On this and other similar issues, we need to find ways to tap back into people’s more nuanced beliefs and underlying ambivalent intuitions and present these attitudes as valued and wise rather than the product of indifference or indecisiveness.
This, in turn, requires more thoughtful and evidence-based deliberation and, therefore, more self-reflectivity in our politics. All the evidence shows that citizens assemblies can significantly contribute to such a democratic culture of productive ambivalence, provided that citizens have the time and setting to debate in a spirit of empathy and mutual recognition. Polarised opinions often are diluted in the conversation.

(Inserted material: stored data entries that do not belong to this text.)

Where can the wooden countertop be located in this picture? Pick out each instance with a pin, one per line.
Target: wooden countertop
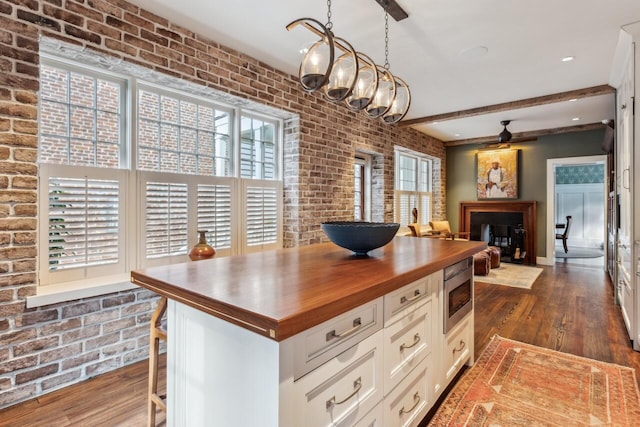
(281, 293)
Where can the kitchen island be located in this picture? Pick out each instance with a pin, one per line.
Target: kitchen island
(297, 337)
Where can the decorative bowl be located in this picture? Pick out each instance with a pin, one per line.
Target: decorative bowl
(360, 237)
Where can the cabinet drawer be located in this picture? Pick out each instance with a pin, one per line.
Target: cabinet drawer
(458, 348)
(317, 345)
(410, 401)
(374, 418)
(400, 299)
(343, 390)
(406, 343)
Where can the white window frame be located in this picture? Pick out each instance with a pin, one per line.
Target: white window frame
(421, 198)
(365, 161)
(72, 285)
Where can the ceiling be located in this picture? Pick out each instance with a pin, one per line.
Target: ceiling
(469, 63)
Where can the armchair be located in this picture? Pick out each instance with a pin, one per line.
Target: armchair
(564, 234)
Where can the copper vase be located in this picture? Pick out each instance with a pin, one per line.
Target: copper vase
(202, 250)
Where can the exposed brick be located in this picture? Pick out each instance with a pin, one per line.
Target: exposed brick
(24, 238)
(12, 309)
(37, 316)
(27, 291)
(79, 360)
(25, 126)
(101, 316)
(19, 363)
(80, 334)
(18, 196)
(66, 378)
(29, 182)
(104, 366)
(63, 15)
(18, 168)
(80, 309)
(82, 34)
(40, 20)
(34, 374)
(6, 295)
(61, 353)
(18, 139)
(121, 25)
(64, 325)
(119, 299)
(34, 346)
(118, 325)
(17, 224)
(25, 154)
(79, 9)
(22, 111)
(26, 97)
(17, 394)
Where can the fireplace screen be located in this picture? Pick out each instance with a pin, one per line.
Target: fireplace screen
(498, 174)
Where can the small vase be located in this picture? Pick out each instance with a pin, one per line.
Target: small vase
(202, 250)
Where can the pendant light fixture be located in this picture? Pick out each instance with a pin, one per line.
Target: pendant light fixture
(332, 64)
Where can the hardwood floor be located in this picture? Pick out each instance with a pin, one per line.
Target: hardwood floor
(570, 308)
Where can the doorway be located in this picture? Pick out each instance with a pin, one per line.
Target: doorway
(576, 187)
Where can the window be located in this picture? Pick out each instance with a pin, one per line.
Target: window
(122, 194)
(413, 187)
(362, 187)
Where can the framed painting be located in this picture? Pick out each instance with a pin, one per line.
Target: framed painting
(498, 174)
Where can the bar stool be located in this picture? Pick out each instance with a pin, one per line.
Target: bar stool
(158, 332)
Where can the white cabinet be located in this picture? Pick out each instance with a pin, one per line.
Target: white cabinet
(625, 78)
(373, 366)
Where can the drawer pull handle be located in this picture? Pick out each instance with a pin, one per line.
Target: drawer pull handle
(416, 399)
(460, 347)
(416, 340)
(357, 385)
(416, 295)
(357, 324)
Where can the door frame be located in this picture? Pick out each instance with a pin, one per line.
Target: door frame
(551, 201)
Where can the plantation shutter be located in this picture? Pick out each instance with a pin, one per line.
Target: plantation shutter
(215, 214)
(262, 211)
(166, 219)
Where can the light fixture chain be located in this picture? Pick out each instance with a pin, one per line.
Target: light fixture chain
(386, 39)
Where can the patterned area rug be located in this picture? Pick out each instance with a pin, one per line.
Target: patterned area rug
(517, 384)
(516, 275)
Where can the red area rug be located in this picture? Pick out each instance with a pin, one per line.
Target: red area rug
(517, 384)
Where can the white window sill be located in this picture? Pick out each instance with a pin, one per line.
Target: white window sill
(62, 292)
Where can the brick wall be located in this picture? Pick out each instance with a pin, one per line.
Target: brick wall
(50, 347)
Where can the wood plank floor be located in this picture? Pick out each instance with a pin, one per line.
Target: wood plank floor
(570, 308)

You recently moderated a debate organised by the School of Transnational Governance of the European University Institute (EUI) in Florence, with the title: “For a Permanent EU Citizens’ Assembly: Why, When, How?” on whether deliberative democracy can be a permanent exercise in the EU.
Thank you for highlighting this fantastic debate hosted at EUI, the only one in a series of contributions we are making on this prospect. As many scholars, activists, and professionals involved in re-invigorating the practice of deliberative democracy have documented, we have been witnessing a deliberative wave enhanced by digital technologies. Citizens panels or assemblies have increased across the world, mainly at the local but also national level.
But transnational assemblies are in their infancy. While they have been discussed in relation to the COP26 Climate Summit in Glasgow or a global citizens’ assembly on Genome Editing, there is no doubt that the EU is at the forefront and that in the coming months, we will be debating how to transform the CoFoE’s four permanent panels into permanent features of the EU, with many variables to be decided, from selection, to process, to the status of decisions, etc.
A crucial question is how to ensure synergies between such deliberative democracy and formal institutions worldwide. The CoFoE opened a temporary space for deliberation, but we still need to forcefully demonstrate the legitimacy of this new transnational democratic pillar along with two complementary logics of legitimacy.
The first one has to do with the meaning of ‘representation’ that is explaining how a few hundred citizens chosen randomly ‘by an algorithm” (as some MPs say dismissively) can appear as legitimate actors to “represent” you and me. The core idea here combines the ancient concept of sortition as rotation (you govern and are governed in turn) with the modern concept of sortition as ‘statistical representative sample.’ Individually you are just you, but together you mirror society – this is the inverse of parliamentary logic, for instance.
The second logic involves the process itself and how citizens assemblies can be integrated with the current formal system to supplement elections and existing institutions.
These two logics are present, all-be-it very imperfectly in the current CoFoE process. But citizens need to appropriate them.
Do you have any recommendations for CoFoE organisers?
I have been doing so off-the-record and support many of the recommendations from civil society organisations such as CTOE. But to be honest, I prefer to watch, support and comment at this stage.
The time will come to assess the outcome, including whether the process should lead to a bona fide convention on Treaty change. But much can also be achieved short of it to bring about a real EU democratic ecosystem. This cautious attitude might reflect my ambivalence. As our conversation reflects, I personally both strongly support this initiative and doubt it can fulfil my expectations and that of all the ‘democracy activists’ involved. Hopefully, if we remain vigilant and continue to build on the efforts and resources that have been put in this process by EU institutions and citizens alike, it will eventually permanently transform the democratic make-up of the European Union.